(Image Source: World Weblog Whizz)
BY HANNAH MYRICK
After two months of public outrage, French President Nicolas Sarkozy’s controversial pension bill has become law in France. Many wonder why a two-year difference in retirement age continues to bring French high school students, middle-aged workers and everyone in between to the streets in protest.
One RT anchor notes even when France raises its retirement age to 62 it will still have one of the youngest retirement ages in Europe.
“A lot of people around the world looking on at France would say that French workers have quite an easy time of it they’re amongst one of the youngest retirement ages. In Britain in fact people are facing working until 65, but that could rise shortly to 66 in a few years time if plans go through. Don’t you think the French protesters are kind of exaggerating the pain they’re going to face?”
While the age of retirement is creeping higher all over Europe, nowhere have protesters been more determined than in France.

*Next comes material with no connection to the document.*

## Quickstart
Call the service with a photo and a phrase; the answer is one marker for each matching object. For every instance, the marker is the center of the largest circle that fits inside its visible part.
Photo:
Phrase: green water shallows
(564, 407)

BBC Europe editor Gavin Hewitt says this is because in France, people feel like they are defending more than just their right to retire.

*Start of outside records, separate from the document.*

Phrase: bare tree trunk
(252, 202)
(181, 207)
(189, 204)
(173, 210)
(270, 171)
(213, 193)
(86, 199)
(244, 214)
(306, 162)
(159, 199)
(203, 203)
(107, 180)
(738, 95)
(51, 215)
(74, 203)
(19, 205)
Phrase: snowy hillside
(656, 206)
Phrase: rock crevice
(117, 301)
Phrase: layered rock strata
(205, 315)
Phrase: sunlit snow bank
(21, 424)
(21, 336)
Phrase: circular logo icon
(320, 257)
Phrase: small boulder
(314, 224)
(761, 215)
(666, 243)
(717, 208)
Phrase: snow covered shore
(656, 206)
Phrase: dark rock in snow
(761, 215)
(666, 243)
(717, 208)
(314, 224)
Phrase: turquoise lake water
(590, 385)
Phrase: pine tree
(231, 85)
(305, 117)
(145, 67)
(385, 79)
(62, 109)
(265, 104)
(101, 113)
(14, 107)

“In their view it is a fight not just about a piece of legislation, but about the French way of life.”
According to a report by France 24, it hasn’t been the French way of life for very long.

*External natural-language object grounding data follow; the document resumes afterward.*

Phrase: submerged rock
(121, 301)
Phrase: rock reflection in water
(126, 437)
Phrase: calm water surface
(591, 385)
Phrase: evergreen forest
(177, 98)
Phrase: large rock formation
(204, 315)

“France has been very wedded to the pension age of 60 but also missing from the debate is the realization that actually the pension age in France was 65 until the early 1980s when it was reduced to age 60.”
Though the bill has been passed, the media warns that protesters do not plan on relenting. The Guardian quotes a member of the French Communist Party, Pierre Lauren, voicing his dissent.
"This ultimate provocation will not stop the will of the people and cannot but increase the protests.”
So what do you think? Are pension reforms an assault on a way of life, or are French protesters just overreacting?